An important step towards a musically useful parameterization is the segmentation of a sound into regions that are homogeneous in terms of a set of sound attributes. The goal is to identify regions that, using the signal properties, can then be classified in terms of their content. This way we can identify and extract region attributes that will give higher-level control over the sound.

A useful segmentation process applied to a monophonic source divides a melody into notes and silences and then each note into an attack, a steady state and a release regions. Attack and release regions are identified by the way the instantaneous attributes change in time and the steady state regions are detected by the stability of these same attributes. Global attributes that can characterize attacks and releases refer to the average variation of each of the instantaneous attributes, such as average fundamental frequency variation, average amplitude variation, or average spectral shape change. In the steady state regions, it is meaningful to extract the average of each of the instantaneous attributes and measure other global attributes such as time-varying rate and depth of vibrato [Gómez et al., 2003a].

Once a given sound has been segmented into regions we can study and extract the attributes that describe each one. Most of the interesting attributes are simply the mean and variance of each of the frame attributes for the whole region. For example, we can compute the mean and variance for the amplitude of sinusoidal and residual components, the fundamental frequency, the spectral shape of sinusoidal and residual components, or the spectral tilt.

Region attributes can be extracted from the frame attributes in the same way that the frame attributes are extracted from the frame data. The result of the extraction of the frame and region attributes is a hierarchical multi-level data structure where each level represents a different sound abstraction.

From several sound representations it is possible to extract the type of attributes mentioned above. The critical issue is how to extract them in order to minimize interferences, thus obtaining, as much as possible, meaningful high-level attributes free of correlations.

Up until this point, we have extracted and computed features that are directly related to the signal-domain characteristics of the sound and, although they may have a perceptual meaning, they are not taking into account the importance of the listeners perceptual filter.

In that sense, for example, it is well known that the amplitude of the sound is not directly related to the sensation of loudness produced on the listener, not even in a logarithmic scale (see [Moore et al., 1997]). [Fletcher and Munson, 1933] established a set of equal-loudness curves called isophones. The main characteristic of these curves is that the relation between a logarithmic physical measure and its psychoacoustical counterpart is a frequency dependant function.

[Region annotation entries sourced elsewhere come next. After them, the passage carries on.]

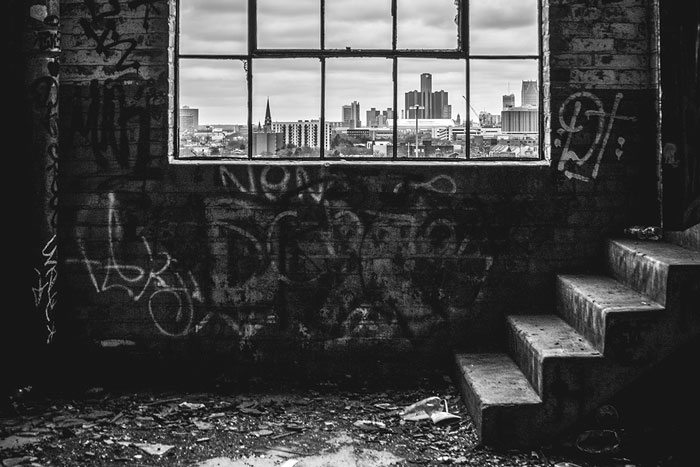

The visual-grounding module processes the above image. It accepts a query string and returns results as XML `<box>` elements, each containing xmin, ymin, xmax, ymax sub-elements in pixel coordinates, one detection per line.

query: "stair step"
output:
<box><xmin>607</xmin><ymin>239</ymin><xmax>700</xmax><ymax>305</ymax></box>
<box><xmin>556</xmin><ymin>274</ymin><xmax>665</xmax><ymax>363</ymax></box>
<box><xmin>455</xmin><ymin>353</ymin><xmax>542</xmax><ymax>445</ymax></box>
<box><xmin>507</xmin><ymin>314</ymin><xmax>603</xmax><ymax>397</ymax></box>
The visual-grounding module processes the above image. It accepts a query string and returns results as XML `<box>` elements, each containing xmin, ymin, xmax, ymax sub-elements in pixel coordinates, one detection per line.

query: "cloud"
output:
<box><xmin>180</xmin><ymin>0</ymin><xmax>538</xmax><ymax>123</ymax></box>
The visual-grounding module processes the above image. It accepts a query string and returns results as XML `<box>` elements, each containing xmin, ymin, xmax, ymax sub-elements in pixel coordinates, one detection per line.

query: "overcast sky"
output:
<box><xmin>179</xmin><ymin>0</ymin><xmax>537</xmax><ymax>125</ymax></box>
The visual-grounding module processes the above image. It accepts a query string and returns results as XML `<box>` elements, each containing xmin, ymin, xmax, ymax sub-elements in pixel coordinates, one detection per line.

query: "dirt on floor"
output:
<box><xmin>0</xmin><ymin>376</ymin><xmax>699</xmax><ymax>467</ymax></box>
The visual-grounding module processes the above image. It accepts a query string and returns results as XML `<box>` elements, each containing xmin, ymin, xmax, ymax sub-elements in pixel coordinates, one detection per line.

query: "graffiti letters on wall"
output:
<box><xmin>66</xmin><ymin>193</ymin><xmax>202</xmax><ymax>337</ymax></box>
<box><xmin>80</xmin><ymin>0</ymin><xmax>161</xmax><ymax>71</ymax></box>
<box><xmin>207</xmin><ymin>166</ymin><xmax>493</xmax><ymax>346</ymax></box>
<box><xmin>26</xmin><ymin>0</ymin><xmax>60</xmax><ymax>343</ymax></box>
<box><xmin>554</xmin><ymin>91</ymin><xmax>636</xmax><ymax>182</ymax></box>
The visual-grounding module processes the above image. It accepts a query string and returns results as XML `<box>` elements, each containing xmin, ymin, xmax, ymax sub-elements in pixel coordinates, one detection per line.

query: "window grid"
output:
<box><xmin>174</xmin><ymin>0</ymin><xmax>544</xmax><ymax>163</ymax></box>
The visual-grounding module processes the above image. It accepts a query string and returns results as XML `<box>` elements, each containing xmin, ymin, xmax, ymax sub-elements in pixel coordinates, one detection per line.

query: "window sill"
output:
<box><xmin>169</xmin><ymin>157</ymin><xmax>550</xmax><ymax>167</ymax></box>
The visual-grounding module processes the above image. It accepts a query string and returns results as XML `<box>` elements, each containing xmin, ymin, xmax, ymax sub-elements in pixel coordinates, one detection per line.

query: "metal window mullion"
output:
<box><xmin>245</xmin><ymin>0</ymin><xmax>258</xmax><ymax>159</ymax></box>
<box><xmin>319</xmin><ymin>57</ymin><xmax>326</xmax><ymax>159</ymax></box>
<box><xmin>391</xmin><ymin>0</ymin><xmax>399</xmax><ymax>159</ymax></box>
<box><xmin>173</xmin><ymin>2</ymin><xmax>180</xmax><ymax>158</ymax></box>
<box><xmin>318</xmin><ymin>0</ymin><xmax>326</xmax><ymax>159</ymax></box>
<box><xmin>460</xmin><ymin>0</ymin><xmax>472</xmax><ymax>159</ymax></box>
<box><xmin>537</xmin><ymin>1</ymin><xmax>545</xmax><ymax>160</ymax></box>
<box><xmin>391</xmin><ymin>57</ymin><xmax>399</xmax><ymax>159</ymax></box>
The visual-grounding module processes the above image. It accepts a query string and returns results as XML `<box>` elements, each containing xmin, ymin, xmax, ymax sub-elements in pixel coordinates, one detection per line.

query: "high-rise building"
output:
<box><xmin>252</xmin><ymin>99</ymin><xmax>284</xmax><ymax>156</ymax></box>
<box><xmin>272</xmin><ymin>120</ymin><xmax>332</xmax><ymax>149</ymax></box>
<box><xmin>503</xmin><ymin>94</ymin><xmax>515</xmax><ymax>110</ymax></box>
<box><xmin>366</xmin><ymin>107</ymin><xmax>381</xmax><ymax>127</ymax></box>
<box><xmin>420</xmin><ymin>73</ymin><xmax>435</xmax><ymax>118</ymax></box>
<box><xmin>402</xmin><ymin>73</ymin><xmax>452</xmax><ymax>118</ymax></box>
<box><xmin>430</xmin><ymin>90</ymin><xmax>452</xmax><ymax>118</ymax></box>
<box><xmin>343</xmin><ymin>101</ymin><xmax>362</xmax><ymax>128</ymax></box>
<box><xmin>404</xmin><ymin>90</ymin><xmax>425</xmax><ymax>118</ymax></box>
<box><xmin>179</xmin><ymin>106</ymin><xmax>199</xmax><ymax>131</ymax></box>
<box><xmin>520</xmin><ymin>81</ymin><xmax>539</xmax><ymax>107</ymax></box>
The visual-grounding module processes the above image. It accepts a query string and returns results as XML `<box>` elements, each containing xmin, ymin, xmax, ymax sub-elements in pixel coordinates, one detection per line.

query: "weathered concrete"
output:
<box><xmin>556</xmin><ymin>275</ymin><xmax>664</xmax><ymax>358</ymax></box>
<box><xmin>606</xmin><ymin>239</ymin><xmax>700</xmax><ymax>305</ymax></box>
<box><xmin>455</xmin><ymin>353</ymin><xmax>542</xmax><ymax>445</ymax></box>
<box><xmin>508</xmin><ymin>314</ymin><xmax>602</xmax><ymax>397</ymax></box>
<box><xmin>458</xmin><ymin>240</ymin><xmax>700</xmax><ymax>445</ymax></box>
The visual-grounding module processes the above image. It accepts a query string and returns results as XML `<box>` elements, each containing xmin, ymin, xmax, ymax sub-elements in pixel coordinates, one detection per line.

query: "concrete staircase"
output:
<box><xmin>455</xmin><ymin>239</ymin><xmax>700</xmax><ymax>448</ymax></box>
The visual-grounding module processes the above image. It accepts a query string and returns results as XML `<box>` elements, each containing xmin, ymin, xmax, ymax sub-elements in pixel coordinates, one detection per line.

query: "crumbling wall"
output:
<box><xmin>47</xmin><ymin>0</ymin><xmax>658</xmax><ymax>380</ymax></box>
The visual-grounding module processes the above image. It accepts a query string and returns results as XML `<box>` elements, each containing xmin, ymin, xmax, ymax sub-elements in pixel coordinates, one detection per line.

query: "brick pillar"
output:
<box><xmin>23</xmin><ymin>0</ymin><xmax>60</xmax><ymax>343</ymax></box>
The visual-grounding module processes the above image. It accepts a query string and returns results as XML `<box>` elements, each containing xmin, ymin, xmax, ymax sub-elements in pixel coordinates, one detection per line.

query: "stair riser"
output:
<box><xmin>606</xmin><ymin>242</ymin><xmax>669</xmax><ymax>305</ymax></box>
<box><xmin>556</xmin><ymin>280</ymin><xmax>664</xmax><ymax>365</ymax></box>
<box><xmin>555</xmin><ymin>281</ymin><xmax>605</xmax><ymax>352</ymax></box>
<box><xmin>508</xmin><ymin>327</ymin><xmax>601</xmax><ymax>402</ymax></box>
<box><xmin>484</xmin><ymin>406</ymin><xmax>546</xmax><ymax>449</ymax></box>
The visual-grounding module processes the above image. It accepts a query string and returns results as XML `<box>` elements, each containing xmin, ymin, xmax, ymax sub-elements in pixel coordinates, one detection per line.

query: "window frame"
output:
<box><xmin>169</xmin><ymin>0</ymin><xmax>545</xmax><ymax>165</ymax></box>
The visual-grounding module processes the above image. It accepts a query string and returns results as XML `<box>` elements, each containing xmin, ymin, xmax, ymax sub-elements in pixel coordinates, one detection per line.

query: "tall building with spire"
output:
<box><xmin>343</xmin><ymin>101</ymin><xmax>362</xmax><ymax>129</ymax></box>
<box><xmin>404</xmin><ymin>73</ymin><xmax>452</xmax><ymax>118</ymax></box>
<box><xmin>265</xmin><ymin>97</ymin><xmax>272</xmax><ymax>131</ymax></box>
<box><xmin>520</xmin><ymin>81</ymin><xmax>539</xmax><ymax>107</ymax></box>
<box><xmin>252</xmin><ymin>97</ymin><xmax>284</xmax><ymax>156</ymax></box>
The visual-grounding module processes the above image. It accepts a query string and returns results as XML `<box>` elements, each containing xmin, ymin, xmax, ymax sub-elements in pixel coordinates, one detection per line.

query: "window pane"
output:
<box><xmin>179</xmin><ymin>0</ymin><xmax>248</xmax><ymax>55</ymax></box>
<box><xmin>397</xmin><ymin>59</ymin><xmax>467</xmax><ymax>159</ymax></box>
<box><xmin>326</xmin><ymin>58</ymin><xmax>394</xmax><ymax>158</ymax></box>
<box><xmin>396</xmin><ymin>0</ymin><xmax>459</xmax><ymax>49</ymax></box>
<box><xmin>178</xmin><ymin>59</ymin><xmax>248</xmax><ymax>157</ymax></box>
<box><xmin>326</xmin><ymin>0</ymin><xmax>391</xmax><ymax>49</ymax></box>
<box><xmin>469</xmin><ymin>0</ymin><xmax>539</xmax><ymax>55</ymax></box>
<box><xmin>252</xmin><ymin>58</ymin><xmax>322</xmax><ymax>157</ymax></box>
<box><xmin>258</xmin><ymin>0</ymin><xmax>321</xmax><ymax>49</ymax></box>
<box><xmin>469</xmin><ymin>60</ymin><xmax>539</xmax><ymax>158</ymax></box>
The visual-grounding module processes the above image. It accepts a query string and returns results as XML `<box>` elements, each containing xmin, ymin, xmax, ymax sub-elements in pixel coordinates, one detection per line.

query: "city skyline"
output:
<box><xmin>179</xmin><ymin>0</ymin><xmax>538</xmax><ymax>124</ymax></box>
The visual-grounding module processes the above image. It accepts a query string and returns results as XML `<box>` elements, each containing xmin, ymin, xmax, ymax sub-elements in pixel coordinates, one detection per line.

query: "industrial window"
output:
<box><xmin>173</xmin><ymin>0</ymin><xmax>542</xmax><ymax>162</ymax></box>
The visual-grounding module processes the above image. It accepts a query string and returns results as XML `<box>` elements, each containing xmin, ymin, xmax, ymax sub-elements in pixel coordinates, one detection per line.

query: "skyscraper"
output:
<box><xmin>430</xmin><ymin>90</ymin><xmax>452</xmax><ymax>118</ymax></box>
<box><xmin>503</xmin><ymin>94</ymin><xmax>515</xmax><ymax>110</ymax></box>
<box><xmin>404</xmin><ymin>90</ymin><xmax>425</xmax><ymax>118</ymax></box>
<box><xmin>418</xmin><ymin>73</ymin><xmax>435</xmax><ymax>118</ymax></box>
<box><xmin>520</xmin><ymin>81</ymin><xmax>539</xmax><ymax>107</ymax></box>
<box><xmin>179</xmin><ymin>106</ymin><xmax>199</xmax><ymax>130</ymax></box>
<box><xmin>343</xmin><ymin>101</ymin><xmax>362</xmax><ymax>128</ymax></box>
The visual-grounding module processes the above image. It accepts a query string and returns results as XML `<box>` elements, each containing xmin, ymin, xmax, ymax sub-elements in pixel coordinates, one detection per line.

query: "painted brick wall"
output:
<box><xmin>41</xmin><ymin>0</ymin><xmax>658</xmax><ymax>380</ymax></box>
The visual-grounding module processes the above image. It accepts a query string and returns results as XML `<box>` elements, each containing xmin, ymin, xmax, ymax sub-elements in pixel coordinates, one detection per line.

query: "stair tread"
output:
<box><xmin>455</xmin><ymin>353</ymin><xmax>542</xmax><ymax>406</ymax></box>
<box><xmin>558</xmin><ymin>274</ymin><xmax>665</xmax><ymax>313</ymax></box>
<box><xmin>610</xmin><ymin>239</ymin><xmax>700</xmax><ymax>267</ymax></box>
<box><xmin>508</xmin><ymin>314</ymin><xmax>602</xmax><ymax>358</ymax></box>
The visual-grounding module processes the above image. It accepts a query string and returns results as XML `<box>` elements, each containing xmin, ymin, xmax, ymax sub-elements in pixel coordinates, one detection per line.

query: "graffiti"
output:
<box><xmin>208</xmin><ymin>166</ymin><xmax>493</xmax><ymax>339</ymax></box>
<box><xmin>32</xmin><ymin>235</ymin><xmax>58</xmax><ymax>344</ymax></box>
<box><xmin>80</xmin><ymin>0</ymin><xmax>158</xmax><ymax>72</ymax></box>
<box><xmin>67</xmin><ymin>193</ymin><xmax>203</xmax><ymax>337</ymax></box>
<box><xmin>554</xmin><ymin>91</ymin><xmax>637</xmax><ymax>182</ymax></box>
<box><xmin>394</xmin><ymin>174</ymin><xmax>457</xmax><ymax>194</ymax></box>
<box><xmin>36</xmin><ymin>31</ymin><xmax>61</xmax><ymax>52</ymax></box>
<box><xmin>63</xmin><ymin>79</ymin><xmax>166</xmax><ymax>174</ymax></box>
<box><xmin>219</xmin><ymin>166</ymin><xmax>329</xmax><ymax>203</ymax></box>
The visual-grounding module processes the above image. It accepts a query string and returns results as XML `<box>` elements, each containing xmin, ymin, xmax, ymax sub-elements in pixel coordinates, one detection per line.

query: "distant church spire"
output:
<box><xmin>265</xmin><ymin>97</ymin><xmax>272</xmax><ymax>130</ymax></box>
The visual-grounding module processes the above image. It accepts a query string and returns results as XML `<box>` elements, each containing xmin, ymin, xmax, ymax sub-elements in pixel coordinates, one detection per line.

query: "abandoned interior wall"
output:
<box><xmin>15</xmin><ymin>0</ymin><xmax>659</xmax><ymax>388</ymax></box>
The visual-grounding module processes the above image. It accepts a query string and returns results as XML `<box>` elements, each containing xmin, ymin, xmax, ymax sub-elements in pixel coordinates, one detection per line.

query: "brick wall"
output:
<box><xmin>31</xmin><ymin>0</ymin><xmax>657</xmax><ymax>380</ymax></box>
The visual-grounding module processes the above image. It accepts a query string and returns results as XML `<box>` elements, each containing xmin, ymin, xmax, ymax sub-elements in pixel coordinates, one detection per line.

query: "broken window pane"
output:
<box><xmin>251</xmin><ymin>58</ymin><xmax>323</xmax><ymax>158</ymax></box>
<box><xmin>469</xmin><ymin>0</ymin><xmax>539</xmax><ymax>55</ymax></box>
<box><xmin>396</xmin><ymin>0</ymin><xmax>459</xmax><ymax>49</ymax></box>
<box><xmin>257</xmin><ymin>0</ymin><xmax>321</xmax><ymax>49</ymax></box>
<box><xmin>325</xmin><ymin>58</ymin><xmax>393</xmax><ymax>158</ymax></box>
<box><xmin>397</xmin><ymin>59</ymin><xmax>467</xmax><ymax>159</ymax></box>
<box><xmin>178</xmin><ymin>59</ymin><xmax>248</xmax><ymax>157</ymax></box>
<box><xmin>469</xmin><ymin>60</ymin><xmax>539</xmax><ymax>159</ymax></box>
<box><xmin>325</xmin><ymin>0</ymin><xmax>391</xmax><ymax>49</ymax></box>
<box><xmin>179</xmin><ymin>0</ymin><xmax>248</xmax><ymax>55</ymax></box>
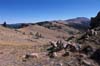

Although this curves have proven only valid for the stable part of pure sinus (more than 500 ms), they have been used as a quite robust approximation for measuring loudness of complex mixtures [Pfeiffer, 1999].

Any audio signal can be represented as a time-domain signal or as its spectral transform, and following this same idea we can separate low-level descriptors into two categories: temporal and spectral descriptors.

Temporal descriptors can be immediately computed from the actual signal or may require a previous adaptation stage in order to extract the amplitude or energy envelope of the signal, thus only taking into account the overall behavior of the signal and not its short-time variations. Examples of temporal descriptors are attack time, temporal centroid, zero-crossing rate, etc...

Many other useful descriptors can be extracted from the spectrum of an audio signal. These descriptors can be mapped to higher-level attributes. As a matter of fact, of the basic dimensions of a sound, two of them (pitch and brightness) are more easily mapped to frequency domain descriptors and a third one (timbre) is also very closely related to the spectral characteristics of a sound. A previous analysis step needs to be accomplished in order to extract the main spectral features. Descriptors directly derived from the spectrum are, for example: spectral envelope, power spectrum, spectral amplitude, spectral centroid, spectral tilt, spectral irregularity, spectral shape, spectral spread; derived from the spectral peaks: number of peaks, peak frequencies, peak magnitudes, peak phases, sinusoidality; derived from a fundamental detection: fundamental frequency, harmonic deviation; etc...